The most common bottleneck issue will be the server itself. If you have a server that is limited in memory or processing speed, it may not support your traffic. Customers who have to wait or are timed out will go somewhere else. For this reason, I recommend that you throttle your users, allowing more access to each server. Imagine your traffic as being on-ramps to a highway and that everyone has many cars. If you run all of your cars side by side, you will end up jamming the entire highway. But, if you run them in a row, you will use only one lane. Traffic may be a bit slower, but it will continue to move. Talk to your hosting provider to learn more.

Another misconception is that in order to run Windows Media format content, you need a Windows server. Streaming servers were over-hyped a few years ago, and most people still think that all online video is "streaming" video. Streaming, in most cases, is used for live feeds or streams. Progressive downloads are more common, and with the protection offered by DRM, downloaded rentals are becoming the norm. You can deliver almost any format of video, from almost any OS. It is just another file that you create a link to, and the end user's system will identify it and use the proper application to run it.

The next vital link is the payment system. DRM isn't just a system to protect your content, it also is a way to sell content. It creates a strong barrier for your content and also offers innovative business models to choose from. Talk to your DRM provider to see which payment systems they prefer.

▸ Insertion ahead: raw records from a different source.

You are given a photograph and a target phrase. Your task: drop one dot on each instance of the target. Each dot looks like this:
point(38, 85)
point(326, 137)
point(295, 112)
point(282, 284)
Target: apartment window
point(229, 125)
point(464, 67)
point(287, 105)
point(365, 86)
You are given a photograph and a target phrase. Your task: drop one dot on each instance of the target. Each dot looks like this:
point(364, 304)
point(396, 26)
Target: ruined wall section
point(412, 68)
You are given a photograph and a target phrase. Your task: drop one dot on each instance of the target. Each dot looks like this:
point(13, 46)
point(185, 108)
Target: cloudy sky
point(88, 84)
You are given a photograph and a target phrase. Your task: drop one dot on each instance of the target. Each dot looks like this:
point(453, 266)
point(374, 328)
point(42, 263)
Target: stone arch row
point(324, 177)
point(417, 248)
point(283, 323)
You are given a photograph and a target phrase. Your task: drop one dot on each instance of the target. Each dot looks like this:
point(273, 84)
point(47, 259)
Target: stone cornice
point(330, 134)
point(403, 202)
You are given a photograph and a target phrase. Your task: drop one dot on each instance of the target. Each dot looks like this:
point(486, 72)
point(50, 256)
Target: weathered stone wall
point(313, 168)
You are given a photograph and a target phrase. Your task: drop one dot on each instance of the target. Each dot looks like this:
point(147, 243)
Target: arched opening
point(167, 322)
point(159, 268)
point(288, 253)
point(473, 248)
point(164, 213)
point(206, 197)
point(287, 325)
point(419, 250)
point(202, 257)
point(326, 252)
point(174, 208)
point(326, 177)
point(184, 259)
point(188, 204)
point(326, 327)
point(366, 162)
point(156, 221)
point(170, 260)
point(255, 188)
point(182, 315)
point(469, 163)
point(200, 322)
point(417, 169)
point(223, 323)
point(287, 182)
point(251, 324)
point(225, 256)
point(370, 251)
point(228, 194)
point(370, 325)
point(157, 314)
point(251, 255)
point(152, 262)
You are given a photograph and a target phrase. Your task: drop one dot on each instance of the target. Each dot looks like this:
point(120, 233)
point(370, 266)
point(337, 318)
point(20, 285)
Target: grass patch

Once your infrastructure is in place, you are ready to build your pay-per-view site. These are the steps needed to build your site using the Microsoft Media Solution:

Configure your content rights profiles with your DRM provider. This is where you determine how your content is purchased (tokens, drop charged, etc.) and how content is used (time restraints, number of plays, etc.). Tokens are a novel idea that creates a wallet with preloaded tokens. Your end user draws from those tokens whenever they find content they wish to view. This model works best in managing micro-payments, while building retention.

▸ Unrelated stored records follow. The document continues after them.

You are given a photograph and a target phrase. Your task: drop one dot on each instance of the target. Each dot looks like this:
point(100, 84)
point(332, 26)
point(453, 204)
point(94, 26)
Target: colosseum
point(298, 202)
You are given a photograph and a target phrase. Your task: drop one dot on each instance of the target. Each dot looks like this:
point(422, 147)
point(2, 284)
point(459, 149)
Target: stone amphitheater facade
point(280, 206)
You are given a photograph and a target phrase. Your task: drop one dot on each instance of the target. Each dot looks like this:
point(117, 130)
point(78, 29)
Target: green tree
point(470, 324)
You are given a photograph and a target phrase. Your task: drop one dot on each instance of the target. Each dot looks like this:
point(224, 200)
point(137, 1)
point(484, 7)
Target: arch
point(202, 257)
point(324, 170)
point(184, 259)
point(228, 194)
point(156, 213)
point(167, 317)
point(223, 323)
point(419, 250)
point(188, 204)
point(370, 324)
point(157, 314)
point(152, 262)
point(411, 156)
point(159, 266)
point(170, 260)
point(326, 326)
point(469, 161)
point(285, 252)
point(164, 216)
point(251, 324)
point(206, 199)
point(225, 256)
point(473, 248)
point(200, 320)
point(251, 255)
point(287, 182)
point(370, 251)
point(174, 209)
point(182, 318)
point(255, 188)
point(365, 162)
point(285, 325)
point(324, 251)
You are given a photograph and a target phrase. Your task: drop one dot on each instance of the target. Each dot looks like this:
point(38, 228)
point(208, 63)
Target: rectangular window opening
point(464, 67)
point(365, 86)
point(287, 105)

Set your price SKUs with your payment processor and integrate the two. Make sure you charge enough to cover your cost and pay your affiliates while developing incentives for your customer to buy more. Volume discounts work well. Your IPSP can assist you in configuring these SKUs.

Download the free Windows Media Encoder. This is one of the easiest tools to create, encode, modify, enhance and encrypt Windows Media videos. And best of all, it's free. Once you've downloaded the encoder, go to the properties tab and see what it does. You can click the "register" button in the "plugins" section, which allows access to more effects and UI tools.

Load the DRM key into the encoder. Once you've created rights profiles in your DRM interface, you will download a small script that is then loaded into the encoder.

Encode and encrypt the content (this can be done simultaneously). The encoder also allows you to add effects to the footage — crop, compress and add an invisible watermark to your content.

Play the file. When the file is complete, you will be prompted (this sets the license key) to play the file. During this stage, you can confirm your setting and install the information on a DRM server.

Place the file on your servers and link to it.

The length of time it takes to deploy such a model is dependent on the length, size and resolution of your files, but outside of that, it should only take a couple of days before you can sell content online. The challenge now becomes where to get content.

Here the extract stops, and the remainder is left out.